Under the Companies Act, 2013, there are several types of directors with distinct roles & responsibilities. Here’s a detailed overview of the types of directors:
- Managing Director (MD):
- Definition: A Managing Director is a director who, by virtue of an agreement with the company or its articles of association, has substantial powers of management, subject to the overall supervision and control of the Board of Directors.
- Section: Section 2(54) of the Companies Act, 2013.
- Role and Responsibilities:
- Responsible for the day-to-day operations and management of the company.
- Executes the decisions and policies approved by the Board of Directors.
- Acts as a liaison between the Board and the operational management team.
- Whole-Time Director (WTD):
- Definition: A Whole-Time Director is a director who is in the whole-time employment of the company and is also entitled to receive remuneration.
- Section: Section 2(94) of the Companies Act, 2013.
- Role and Responsibilities:
- Similar to those of a Managing Director, but may have a narrower scope of authority depending on the company’s articles of association.
- Required to devote their whole-time to the affairs of the company.
- Executive Director:
- Definition: An Executive Director is a director who is actively involved in the day-to-day management and operations of the company.
- Section: Not specifically defined under the Companies Act, 2013, but typically included within the definitions of Managing Director or Whole-Time Director.
- Role and Responsibilities:
- Involved in the formulation and execution of business strategies and policies.
- Oversees specific functional areas or departments within the company.
- Reports to the Board of Directors on operational matters.
- Independent Director:
- Definition: An Independent Director is a non-executive director who does not have any material or pecuniary relationship with the company or its promoters, which could affect their independence.
- Section: Section 149(6) of the Companies Act, 2013.
- Role and Responsibilities:
- Provide impartial judgment and contribute to the Board’s decision-making process.

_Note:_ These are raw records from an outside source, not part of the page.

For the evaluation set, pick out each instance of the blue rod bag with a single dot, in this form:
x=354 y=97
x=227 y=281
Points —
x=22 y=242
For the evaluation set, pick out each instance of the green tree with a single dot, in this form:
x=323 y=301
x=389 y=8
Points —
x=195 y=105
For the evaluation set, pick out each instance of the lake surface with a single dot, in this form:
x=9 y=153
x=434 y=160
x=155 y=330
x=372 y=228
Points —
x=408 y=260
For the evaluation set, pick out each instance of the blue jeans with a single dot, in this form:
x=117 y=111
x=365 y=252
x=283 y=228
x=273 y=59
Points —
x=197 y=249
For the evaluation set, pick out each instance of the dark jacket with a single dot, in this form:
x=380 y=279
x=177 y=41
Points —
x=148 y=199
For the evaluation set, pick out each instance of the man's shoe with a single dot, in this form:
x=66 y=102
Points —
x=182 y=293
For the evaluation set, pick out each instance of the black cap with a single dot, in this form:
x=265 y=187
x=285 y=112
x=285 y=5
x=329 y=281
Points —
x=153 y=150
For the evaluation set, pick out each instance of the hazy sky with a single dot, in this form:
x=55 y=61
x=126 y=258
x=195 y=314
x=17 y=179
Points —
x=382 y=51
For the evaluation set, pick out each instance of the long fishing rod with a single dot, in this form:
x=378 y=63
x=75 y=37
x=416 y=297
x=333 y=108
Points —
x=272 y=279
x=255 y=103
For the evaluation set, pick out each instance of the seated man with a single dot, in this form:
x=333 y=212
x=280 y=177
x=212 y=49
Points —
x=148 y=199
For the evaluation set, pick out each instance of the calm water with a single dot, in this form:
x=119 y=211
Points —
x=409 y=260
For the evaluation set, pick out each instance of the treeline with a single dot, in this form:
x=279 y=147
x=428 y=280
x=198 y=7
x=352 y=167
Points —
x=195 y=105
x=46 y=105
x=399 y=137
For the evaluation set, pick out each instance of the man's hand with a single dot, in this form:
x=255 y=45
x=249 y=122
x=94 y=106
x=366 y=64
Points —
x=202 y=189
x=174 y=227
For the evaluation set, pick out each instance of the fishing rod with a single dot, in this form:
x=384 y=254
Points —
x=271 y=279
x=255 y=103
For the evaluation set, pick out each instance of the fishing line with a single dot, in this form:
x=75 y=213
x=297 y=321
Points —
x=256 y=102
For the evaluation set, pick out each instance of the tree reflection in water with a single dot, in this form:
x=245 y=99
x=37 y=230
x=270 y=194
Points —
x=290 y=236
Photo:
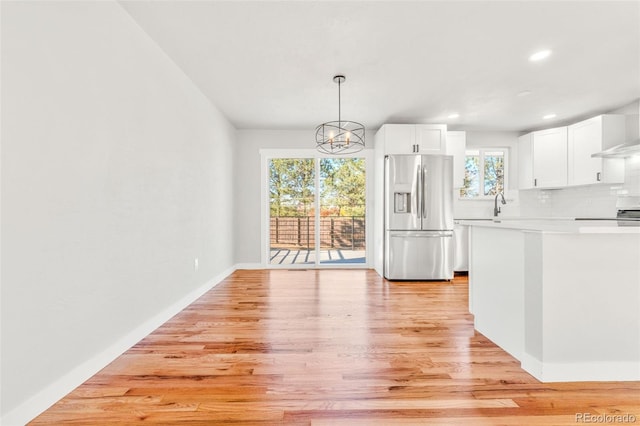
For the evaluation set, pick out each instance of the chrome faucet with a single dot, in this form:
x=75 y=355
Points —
x=496 y=209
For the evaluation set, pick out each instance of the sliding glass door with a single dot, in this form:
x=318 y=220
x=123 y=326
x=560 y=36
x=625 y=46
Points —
x=317 y=211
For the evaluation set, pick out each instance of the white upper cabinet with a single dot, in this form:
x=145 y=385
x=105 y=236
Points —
x=550 y=158
x=456 y=145
x=588 y=137
x=525 y=161
x=414 y=138
x=431 y=138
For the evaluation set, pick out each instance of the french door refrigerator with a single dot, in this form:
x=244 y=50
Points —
x=418 y=219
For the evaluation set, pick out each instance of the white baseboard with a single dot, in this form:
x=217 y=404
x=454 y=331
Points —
x=44 y=399
x=581 y=371
x=249 y=266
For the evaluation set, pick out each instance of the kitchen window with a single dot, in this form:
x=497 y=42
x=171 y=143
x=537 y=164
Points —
x=484 y=173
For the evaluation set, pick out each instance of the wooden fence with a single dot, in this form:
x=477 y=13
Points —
x=343 y=232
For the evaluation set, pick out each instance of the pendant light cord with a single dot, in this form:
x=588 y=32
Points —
x=339 y=116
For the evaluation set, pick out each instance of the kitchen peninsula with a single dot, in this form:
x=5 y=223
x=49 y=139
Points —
x=561 y=296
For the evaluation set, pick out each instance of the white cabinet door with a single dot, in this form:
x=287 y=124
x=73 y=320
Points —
x=431 y=138
x=414 y=139
x=456 y=144
x=525 y=161
x=588 y=137
x=550 y=158
x=399 y=139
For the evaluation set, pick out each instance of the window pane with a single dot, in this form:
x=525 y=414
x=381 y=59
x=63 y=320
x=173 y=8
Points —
x=342 y=210
x=291 y=205
x=471 y=186
x=493 y=172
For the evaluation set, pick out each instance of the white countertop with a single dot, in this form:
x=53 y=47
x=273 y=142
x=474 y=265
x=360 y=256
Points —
x=562 y=225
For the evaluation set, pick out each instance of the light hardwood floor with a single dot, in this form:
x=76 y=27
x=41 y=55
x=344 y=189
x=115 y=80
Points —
x=324 y=348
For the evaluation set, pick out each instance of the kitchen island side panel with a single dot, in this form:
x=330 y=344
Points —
x=498 y=300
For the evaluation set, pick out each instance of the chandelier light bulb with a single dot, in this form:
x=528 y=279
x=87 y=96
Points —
x=340 y=137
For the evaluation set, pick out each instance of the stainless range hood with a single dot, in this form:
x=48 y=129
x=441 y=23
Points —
x=624 y=150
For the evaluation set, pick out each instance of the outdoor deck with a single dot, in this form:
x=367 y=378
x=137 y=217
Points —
x=290 y=256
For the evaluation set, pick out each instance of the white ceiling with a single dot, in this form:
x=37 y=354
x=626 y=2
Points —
x=269 y=65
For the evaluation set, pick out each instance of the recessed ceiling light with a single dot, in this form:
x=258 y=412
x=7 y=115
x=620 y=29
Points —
x=538 y=56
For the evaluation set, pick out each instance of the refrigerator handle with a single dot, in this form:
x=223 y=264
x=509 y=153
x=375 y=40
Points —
x=418 y=193
x=424 y=192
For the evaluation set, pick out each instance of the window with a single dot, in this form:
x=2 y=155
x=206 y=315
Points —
x=484 y=172
x=317 y=211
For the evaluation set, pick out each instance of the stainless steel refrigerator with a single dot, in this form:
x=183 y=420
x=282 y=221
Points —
x=418 y=220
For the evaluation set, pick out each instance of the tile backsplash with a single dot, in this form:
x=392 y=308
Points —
x=582 y=201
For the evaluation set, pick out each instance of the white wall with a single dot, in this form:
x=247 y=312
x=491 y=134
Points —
x=248 y=187
x=116 y=174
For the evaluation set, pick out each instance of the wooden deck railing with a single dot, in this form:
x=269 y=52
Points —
x=345 y=232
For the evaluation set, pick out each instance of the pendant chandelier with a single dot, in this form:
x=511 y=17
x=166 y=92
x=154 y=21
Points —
x=340 y=137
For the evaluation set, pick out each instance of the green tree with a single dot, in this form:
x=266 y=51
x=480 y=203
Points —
x=343 y=186
x=291 y=186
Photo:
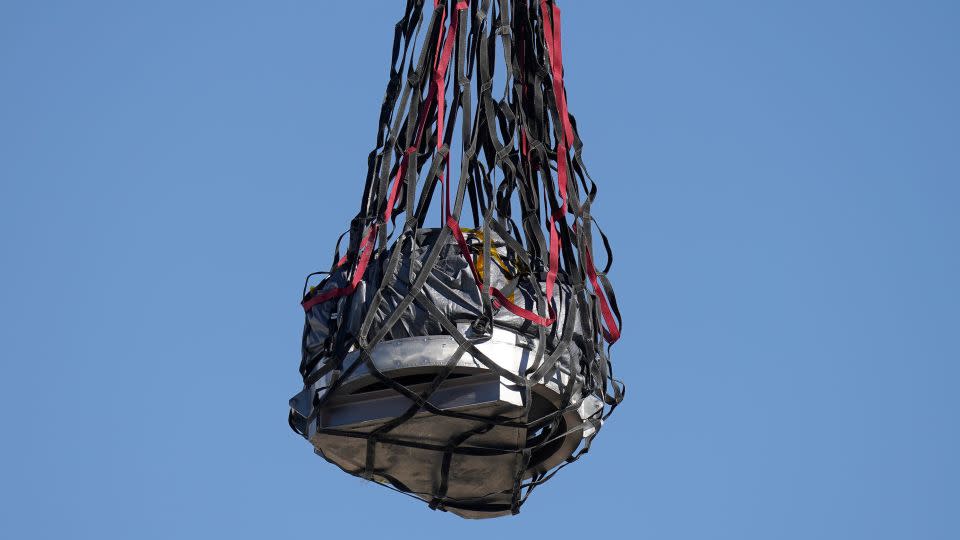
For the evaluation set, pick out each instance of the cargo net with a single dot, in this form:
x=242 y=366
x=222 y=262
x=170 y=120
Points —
x=465 y=365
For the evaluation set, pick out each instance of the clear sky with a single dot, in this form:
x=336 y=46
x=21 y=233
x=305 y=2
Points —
x=781 y=182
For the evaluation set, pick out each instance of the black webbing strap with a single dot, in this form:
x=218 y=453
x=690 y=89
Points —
x=512 y=155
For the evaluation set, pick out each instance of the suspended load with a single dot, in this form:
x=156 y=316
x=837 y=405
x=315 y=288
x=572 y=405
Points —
x=458 y=350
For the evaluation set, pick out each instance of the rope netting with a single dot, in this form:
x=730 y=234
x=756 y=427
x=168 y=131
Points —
x=510 y=166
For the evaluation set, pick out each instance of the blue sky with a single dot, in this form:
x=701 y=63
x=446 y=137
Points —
x=780 y=181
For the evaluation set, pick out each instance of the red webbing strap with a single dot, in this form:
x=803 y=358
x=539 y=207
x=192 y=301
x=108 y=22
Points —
x=555 y=55
x=367 y=249
x=497 y=293
x=552 y=39
x=612 y=332
x=436 y=92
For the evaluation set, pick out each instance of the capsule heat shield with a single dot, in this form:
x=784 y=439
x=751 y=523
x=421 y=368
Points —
x=411 y=382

- Monitor the performance of management, review financial statements, and ensure compliance with laws and regulations.
- Safeguard the interests of stakeholders, particularly minority shareholders.
- Qualifications: Must meet the criteria of independence as specified in Section 149(6) and Schedule IV of the Companies Act.
- Nominee Director:
- Definition: A Nominee Director is appointed by a specific shareholder or stakeholder, such as a financial institution or government entity, to represent their interests on the Board of Directors.
- Section: Not specifically defined under the Companies Act, 2013, but governed by relevant provisions related to appointment and removal of directors.
- Role and Responsibilities:
- Represents the interests of the appointing shareholder or stakeholder on the Board.
- Participates in Board meetings, deliberations, and decision-making processes.
- Acts as a liaison between the appointing entity and the company’s management.
- Additional Director:
- Definition: An Additional Director is appointed by the Board of Directors between annual general meetings, subject to subsequent confirmation by shareholders at the next general meeting.
- Section: Section 161 of the Companies Act, 2013.
- Role and Responsibilities:
- Has the same rights, powers, and duties as other directors.
- Provides additional expertise or fills a temporary vacancy on the Board.
- Alternate Director:
- Definition: An Alternate Director is appointed by a director (the “original director”) to act on their behalf during their absence from India for a period of at least three months.
- Section: Section 161(2) of the Companies Act, 2013.
- Role and Responsibilities:
- Represents the original director and exercises their powers and duties during their absence.
- Acts in accordance with the instructions and limitations specified by the original director.